Un padre aveva 8 figli, uno più bello, bravo ed intelligente dell’altro. Nella sua famiglia regnava l’armonia e l’allegria, insomma, per loro, andava sempre tutto bene anche quando non era così. Un giorno, poco dopo natale, uno degli 8 figli, il più intelligente tra questi, colto da uno dei suoi proverbiali colpi di genio, decise di andare via dalla famiglia. << Padre, sono troppo intelligente per continuare a stare con te ed i miei fratelli. Ho deciso di cercare fortuna altrove…dammi ciò che mi spetta >>. Il padre, a malincuore, accontentò il figliolo e consegnò lui la parte degli averi che gli spettavano. Il figlio partì per un paese lontano lontano, ma proprio lontano, sicuro che ogni porta gli sarebbe stata aperta, ma soprattutto che non sarebbe più tornato. Sulla strada incontrò la Rana dalla bocca larga, famosa perché non sapeva tenersi un cece in bocca, che lo esortò a seguirlo. << dai vieni con me, ti porterò in un posto bellissimo dove tutti ti vorranno bene. Sai a Damasco c’è anche la villa comunale, la tensostruttura, il campo sportivo ed anche un’isola ecologica. Ti divertirai e potrai fare sfoggio delle tue doti>>. Il ragazzo che era incline all’adulazione seguì la Rana. Arrivato dove doveva arrivare, ovvero a Damasco, città invero famosa per i “pentimenti”, noti dolcetti farciti di marmellata e per le stoffe appunto damascate, cominciò a fare una vita dissoluta, a parlare con tutti male del padre e dei fratelli, a bere aperitivi ed andare al bar per incontrare persone a cui prometteva favori che non poteva più fare. In breve tempo sperperò i propri averi e così venne meno anche la considerazione pubblica che aveva ottenuto spendendo i soldi del padre. Rimase, dunque, ben presto povero. Dovendo sopravvivere, cercò di escogitare una delle sue proverbiali idee geniali, ma vide che la sua zucca era più vuota di un pozzo asciutto. A questo punto, mesto, andò dalla Rana dalla bocca larga e disse: << tu mi hai messo in questo pasticcio e tu mi ci cacci. Procurami un lavoro degno di me.>>
<<Ecco, disse la Rana, ti nominerò ammaestratore di quaglie e alle stesse dovrai insegnare a saltare la cavallina!>>
<<Ma come, disse il ragazzo intelligente, che aveva perso i soldi ma non l’acume, le quaglie non sanno saltare la cavallina>>.

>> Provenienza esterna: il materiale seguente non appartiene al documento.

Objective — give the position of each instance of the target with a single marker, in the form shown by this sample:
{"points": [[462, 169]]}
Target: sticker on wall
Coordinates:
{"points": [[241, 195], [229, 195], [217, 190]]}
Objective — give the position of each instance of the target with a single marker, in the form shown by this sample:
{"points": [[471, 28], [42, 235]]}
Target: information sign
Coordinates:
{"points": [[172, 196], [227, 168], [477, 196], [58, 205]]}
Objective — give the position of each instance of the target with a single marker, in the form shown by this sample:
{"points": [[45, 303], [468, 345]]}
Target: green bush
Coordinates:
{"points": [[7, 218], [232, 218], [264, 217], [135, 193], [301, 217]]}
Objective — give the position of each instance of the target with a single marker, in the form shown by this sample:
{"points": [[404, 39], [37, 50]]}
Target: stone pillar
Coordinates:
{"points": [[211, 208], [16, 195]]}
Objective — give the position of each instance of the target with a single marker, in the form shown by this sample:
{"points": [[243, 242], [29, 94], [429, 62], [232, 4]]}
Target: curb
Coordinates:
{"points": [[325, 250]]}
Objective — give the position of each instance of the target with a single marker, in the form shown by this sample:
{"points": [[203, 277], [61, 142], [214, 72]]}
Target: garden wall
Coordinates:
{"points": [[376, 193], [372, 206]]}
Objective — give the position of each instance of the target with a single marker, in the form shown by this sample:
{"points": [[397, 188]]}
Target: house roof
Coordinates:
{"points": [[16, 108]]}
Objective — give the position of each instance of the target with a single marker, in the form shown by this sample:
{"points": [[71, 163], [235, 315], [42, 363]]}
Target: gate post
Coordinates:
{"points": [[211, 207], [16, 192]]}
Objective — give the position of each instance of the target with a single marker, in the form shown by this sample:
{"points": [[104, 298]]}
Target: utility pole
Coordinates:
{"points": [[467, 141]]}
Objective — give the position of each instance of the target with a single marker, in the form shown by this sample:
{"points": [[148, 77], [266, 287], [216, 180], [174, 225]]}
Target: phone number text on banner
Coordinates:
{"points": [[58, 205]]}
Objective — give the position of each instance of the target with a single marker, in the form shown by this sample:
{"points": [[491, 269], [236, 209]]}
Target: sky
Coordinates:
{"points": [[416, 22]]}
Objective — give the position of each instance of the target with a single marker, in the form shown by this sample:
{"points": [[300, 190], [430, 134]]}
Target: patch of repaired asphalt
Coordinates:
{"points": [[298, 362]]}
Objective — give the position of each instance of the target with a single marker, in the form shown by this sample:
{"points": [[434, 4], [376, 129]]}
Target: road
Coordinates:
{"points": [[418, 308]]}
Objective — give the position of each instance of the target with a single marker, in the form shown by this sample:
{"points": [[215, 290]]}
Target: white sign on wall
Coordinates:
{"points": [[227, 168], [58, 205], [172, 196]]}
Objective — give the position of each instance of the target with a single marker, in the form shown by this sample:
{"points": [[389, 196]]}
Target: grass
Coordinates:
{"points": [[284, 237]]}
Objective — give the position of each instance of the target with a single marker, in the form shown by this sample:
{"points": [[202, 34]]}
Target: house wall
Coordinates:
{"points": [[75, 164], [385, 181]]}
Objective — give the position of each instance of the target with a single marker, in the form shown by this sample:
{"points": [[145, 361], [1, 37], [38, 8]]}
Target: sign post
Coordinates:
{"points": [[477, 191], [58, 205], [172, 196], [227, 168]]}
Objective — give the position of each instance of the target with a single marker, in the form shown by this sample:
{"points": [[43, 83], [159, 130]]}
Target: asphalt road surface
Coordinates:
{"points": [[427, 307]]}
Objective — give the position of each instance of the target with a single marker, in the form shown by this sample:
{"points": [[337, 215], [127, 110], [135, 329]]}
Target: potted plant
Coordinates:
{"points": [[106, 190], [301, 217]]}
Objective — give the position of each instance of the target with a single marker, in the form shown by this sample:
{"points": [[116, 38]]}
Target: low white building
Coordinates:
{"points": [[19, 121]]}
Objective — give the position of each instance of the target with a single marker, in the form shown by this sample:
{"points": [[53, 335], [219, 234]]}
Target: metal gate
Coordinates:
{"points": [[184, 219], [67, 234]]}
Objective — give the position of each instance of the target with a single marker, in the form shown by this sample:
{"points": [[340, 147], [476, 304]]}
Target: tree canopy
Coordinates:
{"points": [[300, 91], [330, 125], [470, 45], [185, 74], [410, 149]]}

<<E su, non fare il filosofo, vuol dire che lo insegnerai tu!>>, soggiunse la Rana.
Il lavoro si sa mette appetito ed il ragazzo, “magistrale” ed anche “ragioniere” nel nuovo lavoro, avendo fame cominciò a cibarsi dei baccelli che la Rana dalla bocca larga dava ai maiali (eh sì, la Rana era un provetto allevatore) e mentre ruminava come un bove: << diamine i servi di mio padre hanno pane a quantità e qui non mi danno nulla! Il mio tempo qui è finito e tornerò da mio padre e gli dirò: ho peccato contro il cielo e contro di te, riprendimi a casa, sarò il tuo servo!>>. Detto, fatto .. andò dalla Rana e gli proferì parole irripetibili prima di licenziarsi. Questa, colta da disappunto per l’irriconoscenza dimostrata, mormorò: << va, ma ricorda che lo spione è potuto vedere solo quando porta la spiata>>. E detto questo, si tuffò nello stagno. Il figlio intelligente si incamminò per la strada di casa, facendo il viaggio a ritroso dalla via di Damasco senza trovare nessuna nuova illuminazione, ma deglutendo una cospicua dose di pentimenti, i famosi biscotti del paese lontano. Giunto sull’uscio di casa, il padre, vedendolo da lontano, mettendo una mano sulla spalla della figlia prediletta, disse: << Ecco, o sapev’ è turnat a cas’…stratt, strutt e co’ c… Boccuccia mia taci>>. Il Figlio supplicante al cospetto del padre disse:<< padre ho peccato verso te e verso i miei fratelli, riprendimi con te, sarò il tuo servo!>>. Il padre annuì e facendolo genuflettere lo benedì come solo lui lo sapeva fare, facendogli baciare l’anello su cui dimorava un bastone con serpenti aggrovigliati. A corte fu subito grande festa perché da 7 fratelli si era passati nuovamente a 8 e con il padre 9, e il domani si presentava nuovamente radioso. Il figliolo riconquistò agi di casa, ma rinunciò per sempre a coerenza e dignità…ma si sa, coerenza e dignità non si mangiano e spesso son pure duri da digerire.